I remember back in 2005 I went to Gnomedex. Back then blogging was still sort of new – not everyone had a blog – and it felt exhilarating to go and be with other people who were on the edge of that wave, and not entirely sure what to do with it. The business of blogging hadn’t been shaped yet, and it was new territory to explore. It was exciting, and you didn’t have to be a super-blogger to fit in.
I miss that feeling. There was lots of new stuff back then. Podcasting was even newer than blogging. Linkedin and it’s ilk were just starting to become popular. There was a lot of new concepts, and there weren’t too many copycats yet, so it was enough new stuff to keep one busy, but not so much it was work. The feeling of being wrapped up in something new is gone, and I’m having a hard time with this.
Blogging has become something that, having long ago been on the front page of Business Week & every other magazine, is a bit old and stale. I still do it because I feel like it, but I think the number of blogs that anyone could read far outstrips the time they have for reading them. Social networking has peaked, and dare I say jumped the shark. Linkedin has become the business Facebook to such an extent that there really isn’t much reason to be on both any more, let alone the dozens of other social networks out there.

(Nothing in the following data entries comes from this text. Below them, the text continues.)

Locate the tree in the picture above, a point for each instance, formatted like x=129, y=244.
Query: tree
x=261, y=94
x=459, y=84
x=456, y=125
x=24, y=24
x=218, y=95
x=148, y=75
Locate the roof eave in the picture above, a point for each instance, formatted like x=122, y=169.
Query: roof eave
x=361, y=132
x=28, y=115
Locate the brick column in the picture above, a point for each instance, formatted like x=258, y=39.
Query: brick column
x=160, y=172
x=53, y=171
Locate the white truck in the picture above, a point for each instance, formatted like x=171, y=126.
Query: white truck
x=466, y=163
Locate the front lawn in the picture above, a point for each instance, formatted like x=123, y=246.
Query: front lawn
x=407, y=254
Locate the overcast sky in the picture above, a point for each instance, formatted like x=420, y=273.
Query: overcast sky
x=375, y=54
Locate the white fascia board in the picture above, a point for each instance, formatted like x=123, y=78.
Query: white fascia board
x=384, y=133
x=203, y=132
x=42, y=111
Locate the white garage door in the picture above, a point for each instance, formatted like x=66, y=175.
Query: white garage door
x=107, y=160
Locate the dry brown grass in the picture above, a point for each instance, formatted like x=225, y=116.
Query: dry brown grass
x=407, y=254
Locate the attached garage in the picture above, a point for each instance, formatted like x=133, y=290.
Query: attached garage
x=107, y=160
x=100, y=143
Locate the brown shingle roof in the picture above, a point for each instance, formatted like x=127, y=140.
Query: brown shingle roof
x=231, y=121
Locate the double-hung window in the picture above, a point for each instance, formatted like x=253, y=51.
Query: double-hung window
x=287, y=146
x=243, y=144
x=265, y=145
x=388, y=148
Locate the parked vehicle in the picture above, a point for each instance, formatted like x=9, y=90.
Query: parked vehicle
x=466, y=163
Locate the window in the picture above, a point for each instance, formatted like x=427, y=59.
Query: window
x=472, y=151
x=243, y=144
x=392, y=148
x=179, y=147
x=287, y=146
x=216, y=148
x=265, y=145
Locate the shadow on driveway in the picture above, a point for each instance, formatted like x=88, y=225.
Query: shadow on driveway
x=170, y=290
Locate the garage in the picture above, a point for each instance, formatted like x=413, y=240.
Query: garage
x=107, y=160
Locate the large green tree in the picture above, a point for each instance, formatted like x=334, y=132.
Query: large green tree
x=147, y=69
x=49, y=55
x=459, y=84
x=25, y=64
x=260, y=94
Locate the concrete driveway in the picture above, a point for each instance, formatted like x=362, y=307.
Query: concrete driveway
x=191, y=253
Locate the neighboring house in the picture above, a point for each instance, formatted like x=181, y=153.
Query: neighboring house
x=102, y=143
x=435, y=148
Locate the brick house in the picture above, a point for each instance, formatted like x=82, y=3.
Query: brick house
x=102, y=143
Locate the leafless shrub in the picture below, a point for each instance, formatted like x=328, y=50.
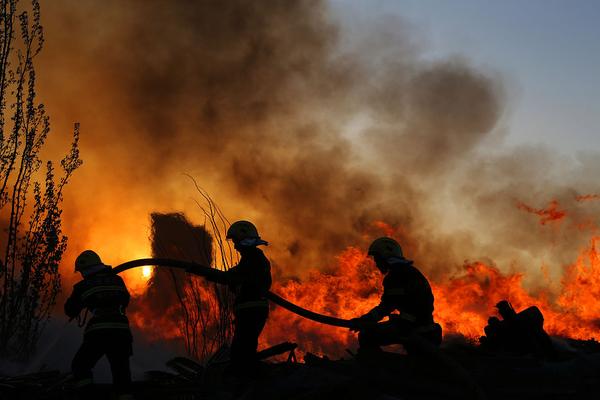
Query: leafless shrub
x=30, y=251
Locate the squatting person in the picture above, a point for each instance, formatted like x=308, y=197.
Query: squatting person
x=406, y=290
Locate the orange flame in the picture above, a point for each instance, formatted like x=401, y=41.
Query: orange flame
x=463, y=302
x=587, y=197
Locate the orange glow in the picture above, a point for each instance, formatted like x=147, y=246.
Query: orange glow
x=549, y=214
x=147, y=272
x=587, y=197
x=463, y=301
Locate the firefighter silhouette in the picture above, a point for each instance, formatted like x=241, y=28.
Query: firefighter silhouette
x=250, y=281
x=105, y=296
x=405, y=289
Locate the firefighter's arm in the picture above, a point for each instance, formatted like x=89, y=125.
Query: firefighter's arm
x=377, y=313
x=73, y=305
x=234, y=276
x=372, y=317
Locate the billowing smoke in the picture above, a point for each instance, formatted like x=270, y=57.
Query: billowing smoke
x=290, y=124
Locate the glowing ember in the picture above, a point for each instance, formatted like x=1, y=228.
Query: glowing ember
x=147, y=272
x=587, y=197
x=463, y=301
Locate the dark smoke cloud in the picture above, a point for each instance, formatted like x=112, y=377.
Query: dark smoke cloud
x=288, y=124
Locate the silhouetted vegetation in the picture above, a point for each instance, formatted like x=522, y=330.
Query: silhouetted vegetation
x=31, y=242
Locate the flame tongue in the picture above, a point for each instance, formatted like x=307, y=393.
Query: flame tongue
x=463, y=303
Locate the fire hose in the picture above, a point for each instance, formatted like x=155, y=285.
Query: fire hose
x=218, y=276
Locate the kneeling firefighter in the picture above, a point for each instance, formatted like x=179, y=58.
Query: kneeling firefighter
x=105, y=295
x=250, y=281
x=406, y=290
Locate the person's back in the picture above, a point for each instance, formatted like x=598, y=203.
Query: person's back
x=405, y=289
x=409, y=292
x=107, y=332
x=250, y=281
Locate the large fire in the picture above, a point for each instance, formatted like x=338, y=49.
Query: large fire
x=463, y=301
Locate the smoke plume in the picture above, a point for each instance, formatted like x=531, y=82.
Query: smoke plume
x=312, y=136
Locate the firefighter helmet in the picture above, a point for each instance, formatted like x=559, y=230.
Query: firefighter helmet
x=385, y=248
x=86, y=260
x=241, y=230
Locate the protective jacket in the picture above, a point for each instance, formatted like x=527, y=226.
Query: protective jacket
x=106, y=296
x=406, y=290
x=250, y=279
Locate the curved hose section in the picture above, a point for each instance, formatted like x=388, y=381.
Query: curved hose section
x=215, y=275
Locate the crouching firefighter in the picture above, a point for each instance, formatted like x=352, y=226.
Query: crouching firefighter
x=105, y=296
x=406, y=290
x=250, y=280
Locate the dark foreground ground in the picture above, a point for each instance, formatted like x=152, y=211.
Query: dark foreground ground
x=458, y=371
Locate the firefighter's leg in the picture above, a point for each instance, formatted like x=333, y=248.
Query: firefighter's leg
x=86, y=357
x=248, y=326
x=118, y=353
x=382, y=334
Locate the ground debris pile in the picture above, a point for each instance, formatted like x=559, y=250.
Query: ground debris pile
x=460, y=370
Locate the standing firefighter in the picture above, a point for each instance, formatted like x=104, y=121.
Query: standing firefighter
x=406, y=290
x=104, y=294
x=250, y=280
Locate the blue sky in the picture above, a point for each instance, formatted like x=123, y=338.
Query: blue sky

Instead we have Twitter, the value of which still alludes me a bit, but Twitter isn’t quite the massive innovation that blogging was.
I think part of the original mystique, and it’s death, is content. At first the ability to create and publish was intoxicating. While my own posting habits never got to the recommended levels, it was still cool to be able to write something. It still is, a little.
The problem is that the thrill depends on having something to say, and frankly, reading mountains of sort-of-interesting-but-not-very-actionable stuff from lots of other folks tends to make anything I’m thinking of saying seem, well, pointless.
I’m looking for something new. What’s new?